I understand spacetime in GR is continuous, but how does quantum mechanics reconcile spacetime if time is not quantum?

Time is continuous in QM. It's the observables that are not continuous in general. There have been attempts to define a time operator, but they have been unsuccessful.

The strongest argument I know against discrete space-time defined by elementary cells comes from reasoning in terms of continuous symmetry.

You can define translation invariance as a discrete transformation, similar to what happens in a crystal lattice. If the points of the lattice were extremely close together, you wouldn't be able to tell the difference.
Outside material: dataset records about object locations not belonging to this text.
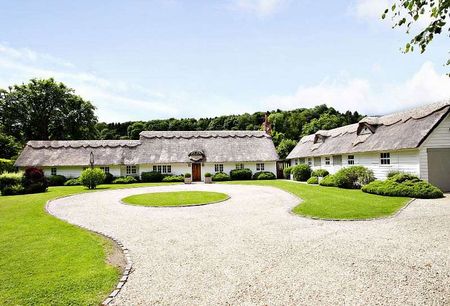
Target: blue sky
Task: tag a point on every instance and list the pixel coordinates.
(140, 60)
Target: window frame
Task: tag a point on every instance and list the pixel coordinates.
(385, 158)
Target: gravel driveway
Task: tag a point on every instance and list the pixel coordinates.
(250, 250)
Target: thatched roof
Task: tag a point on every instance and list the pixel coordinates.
(404, 130)
(153, 147)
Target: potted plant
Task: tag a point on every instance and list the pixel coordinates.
(208, 178)
(187, 178)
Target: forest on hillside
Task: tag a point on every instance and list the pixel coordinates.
(44, 109)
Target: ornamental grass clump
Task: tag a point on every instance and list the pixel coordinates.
(404, 185)
(92, 177)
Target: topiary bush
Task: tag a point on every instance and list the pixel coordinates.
(56, 180)
(173, 178)
(125, 180)
(220, 177)
(264, 175)
(320, 172)
(353, 177)
(328, 181)
(399, 185)
(313, 180)
(92, 177)
(151, 177)
(72, 182)
(241, 174)
(301, 172)
(287, 172)
(34, 180)
(6, 165)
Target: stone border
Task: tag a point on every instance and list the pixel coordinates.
(125, 252)
(179, 206)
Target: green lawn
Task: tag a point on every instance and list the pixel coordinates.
(178, 198)
(45, 261)
(336, 203)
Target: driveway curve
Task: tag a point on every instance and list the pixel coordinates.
(249, 250)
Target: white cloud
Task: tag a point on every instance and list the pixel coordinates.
(261, 8)
(425, 86)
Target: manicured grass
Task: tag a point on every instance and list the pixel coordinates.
(178, 198)
(45, 261)
(336, 203)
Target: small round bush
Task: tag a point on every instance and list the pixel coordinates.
(173, 178)
(264, 175)
(125, 180)
(301, 172)
(320, 173)
(56, 180)
(220, 177)
(328, 181)
(287, 172)
(151, 177)
(92, 177)
(313, 180)
(241, 174)
(72, 182)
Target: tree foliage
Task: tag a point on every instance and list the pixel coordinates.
(44, 109)
(406, 13)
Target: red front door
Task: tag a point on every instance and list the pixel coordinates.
(196, 172)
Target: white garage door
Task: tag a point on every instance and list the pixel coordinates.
(439, 168)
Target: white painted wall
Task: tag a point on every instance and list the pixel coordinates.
(405, 161)
(439, 138)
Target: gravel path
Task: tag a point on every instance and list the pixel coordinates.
(250, 250)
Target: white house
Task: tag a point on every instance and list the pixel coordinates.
(179, 152)
(415, 141)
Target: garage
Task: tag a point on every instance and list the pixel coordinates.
(439, 167)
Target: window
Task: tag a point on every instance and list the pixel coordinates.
(239, 166)
(131, 170)
(351, 159)
(105, 169)
(317, 161)
(218, 167)
(385, 158)
(166, 169)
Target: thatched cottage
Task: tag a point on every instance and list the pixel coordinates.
(195, 152)
(415, 141)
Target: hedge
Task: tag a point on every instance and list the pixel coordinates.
(301, 172)
(151, 177)
(264, 175)
(220, 177)
(241, 174)
(404, 185)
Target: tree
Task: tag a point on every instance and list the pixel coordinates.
(44, 109)
(406, 13)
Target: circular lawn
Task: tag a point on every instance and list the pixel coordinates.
(178, 198)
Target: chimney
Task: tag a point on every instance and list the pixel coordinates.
(266, 125)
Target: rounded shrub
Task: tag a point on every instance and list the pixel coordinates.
(264, 175)
(125, 180)
(151, 177)
(241, 174)
(301, 172)
(173, 178)
(72, 182)
(320, 173)
(220, 177)
(92, 177)
(313, 180)
(34, 180)
(56, 180)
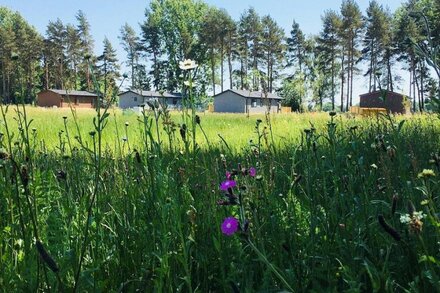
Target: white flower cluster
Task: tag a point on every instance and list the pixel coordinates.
(407, 218)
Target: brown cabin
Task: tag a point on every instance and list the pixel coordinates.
(63, 98)
(393, 102)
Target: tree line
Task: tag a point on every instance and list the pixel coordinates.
(252, 53)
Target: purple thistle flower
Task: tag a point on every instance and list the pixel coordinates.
(230, 226)
(252, 171)
(227, 184)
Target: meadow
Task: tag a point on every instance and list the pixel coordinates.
(302, 202)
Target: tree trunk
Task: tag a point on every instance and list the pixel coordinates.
(342, 80)
(212, 69)
(333, 80)
(221, 63)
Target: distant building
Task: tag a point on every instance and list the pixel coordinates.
(64, 98)
(131, 98)
(243, 101)
(393, 102)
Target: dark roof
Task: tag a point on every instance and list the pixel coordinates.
(154, 94)
(252, 94)
(73, 93)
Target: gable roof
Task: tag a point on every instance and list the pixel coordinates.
(73, 93)
(252, 94)
(154, 94)
(379, 92)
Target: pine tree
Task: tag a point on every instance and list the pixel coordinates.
(109, 68)
(251, 29)
(73, 55)
(377, 46)
(273, 48)
(86, 49)
(296, 58)
(352, 24)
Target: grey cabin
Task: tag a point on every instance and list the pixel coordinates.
(134, 98)
(243, 101)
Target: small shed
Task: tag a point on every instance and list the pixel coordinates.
(393, 102)
(243, 101)
(65, 98)
(134, 98)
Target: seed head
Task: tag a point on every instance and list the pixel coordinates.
(46, 257)
(426, 173)
(390, 230)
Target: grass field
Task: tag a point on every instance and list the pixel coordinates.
(313, 203)
(236, 129)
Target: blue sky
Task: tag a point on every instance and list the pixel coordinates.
(107, 16)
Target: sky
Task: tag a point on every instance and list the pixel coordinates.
(106, 17)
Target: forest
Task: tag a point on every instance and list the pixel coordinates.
(312, 72)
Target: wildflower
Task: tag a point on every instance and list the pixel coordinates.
(187, 64)
(183, 131)
(61, 175)
(414, 221)
(229, 226)
(47, 258)
(3, 155)
(426, 173)
(227, 184)
(391, 151)
(188, 83)
(394, 204)
(24, 176)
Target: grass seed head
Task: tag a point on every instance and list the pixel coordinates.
(390, 230)
(46, 257)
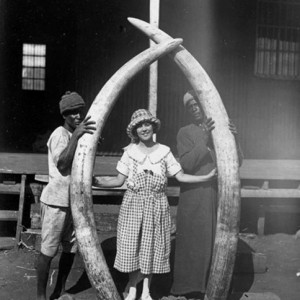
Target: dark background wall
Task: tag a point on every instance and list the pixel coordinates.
(87, 41)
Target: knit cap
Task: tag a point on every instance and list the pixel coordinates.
(70, 101)
(189, 95)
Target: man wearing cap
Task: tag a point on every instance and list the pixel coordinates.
(56, 219)
(197, 208)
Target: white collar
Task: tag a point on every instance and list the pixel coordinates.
(157, 155)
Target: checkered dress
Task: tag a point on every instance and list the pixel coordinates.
(143, 238)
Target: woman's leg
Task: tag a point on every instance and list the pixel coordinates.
(146, 287)
(130, 290)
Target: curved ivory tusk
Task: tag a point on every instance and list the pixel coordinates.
(82, 169)
(227, 163)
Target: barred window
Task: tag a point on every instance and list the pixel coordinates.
(34, 67)
(278, 39)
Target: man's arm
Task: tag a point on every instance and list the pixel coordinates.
(66, 157)
(191, 153)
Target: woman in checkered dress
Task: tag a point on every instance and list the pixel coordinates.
(143, 237)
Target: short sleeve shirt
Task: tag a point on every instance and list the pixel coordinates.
(57, 191)
(148, 161)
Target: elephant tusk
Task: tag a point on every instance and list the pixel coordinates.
(82, 169)
(226, 238)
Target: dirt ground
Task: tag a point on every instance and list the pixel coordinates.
(282, 251)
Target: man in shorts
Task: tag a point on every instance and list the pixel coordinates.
(56, 218)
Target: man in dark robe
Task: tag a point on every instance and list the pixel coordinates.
(197, 208)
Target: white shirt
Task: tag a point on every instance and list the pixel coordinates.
(57, 191)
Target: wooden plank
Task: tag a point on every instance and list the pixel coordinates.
(20, 210)
(8, 215)
(7, 243)
(253, 296)
(10, 189)
(37, 163)
(270, 169)
(270, 193)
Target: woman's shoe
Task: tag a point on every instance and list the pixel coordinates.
(147, 297)
(127, 296)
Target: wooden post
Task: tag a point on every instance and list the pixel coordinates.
(82, 171)
(227, 163)
(153, 69)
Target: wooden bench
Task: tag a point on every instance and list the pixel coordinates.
(261, 179)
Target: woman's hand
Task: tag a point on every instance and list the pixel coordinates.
(213, 173)
(232, 128)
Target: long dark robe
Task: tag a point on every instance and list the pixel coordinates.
(196, 213)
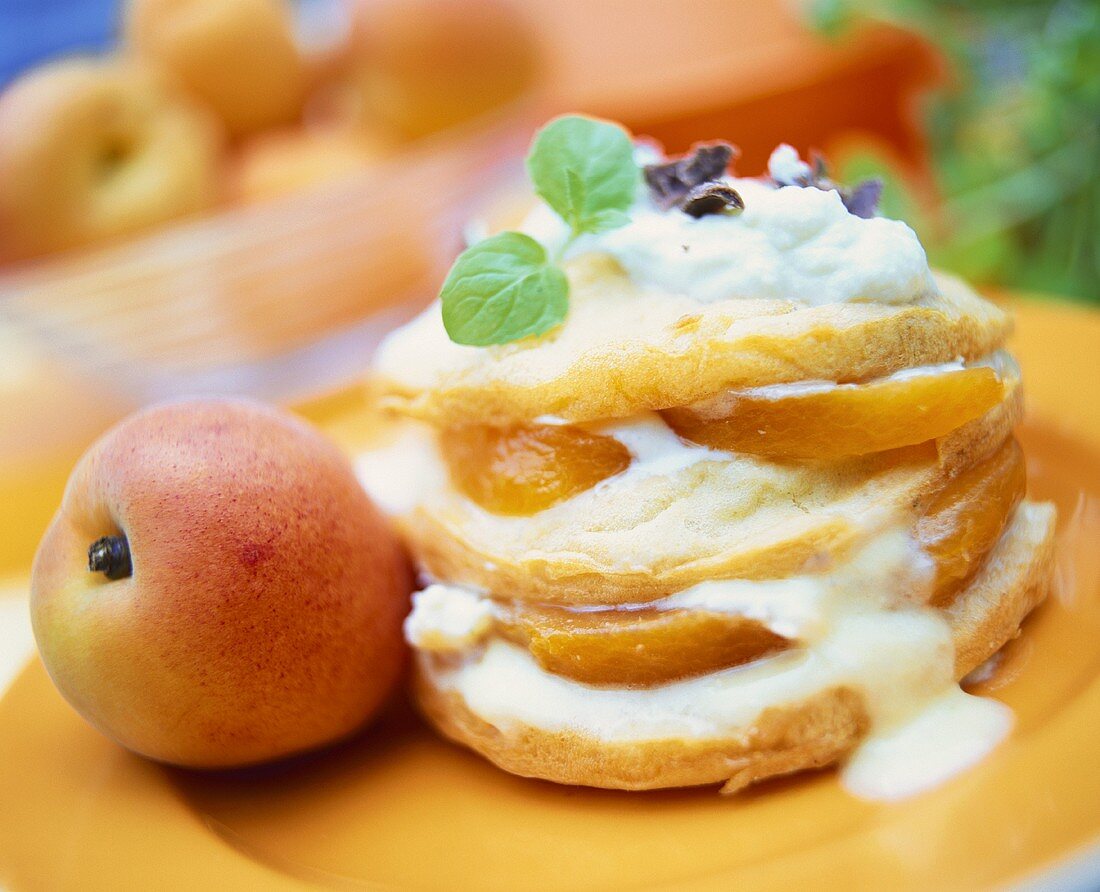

But what's more difficult is to give consistency to rotation invariance and Lorentz transformation boosts (shifts from an inertial frame to another one moving at uniform speed with respect to the first, equivalent to a "hyperbolic shift") in a granular lattice. Lattice structures have nothing remotely similar mathematically to a group of such a high index of symmetry that can look like a continuous group at all scales. Keep in mind that rotations by a small angle shift far away points to arbitrarily large distances. And for all we know continuous rotations can't tell of any anisotropy of space-time at far-away distances.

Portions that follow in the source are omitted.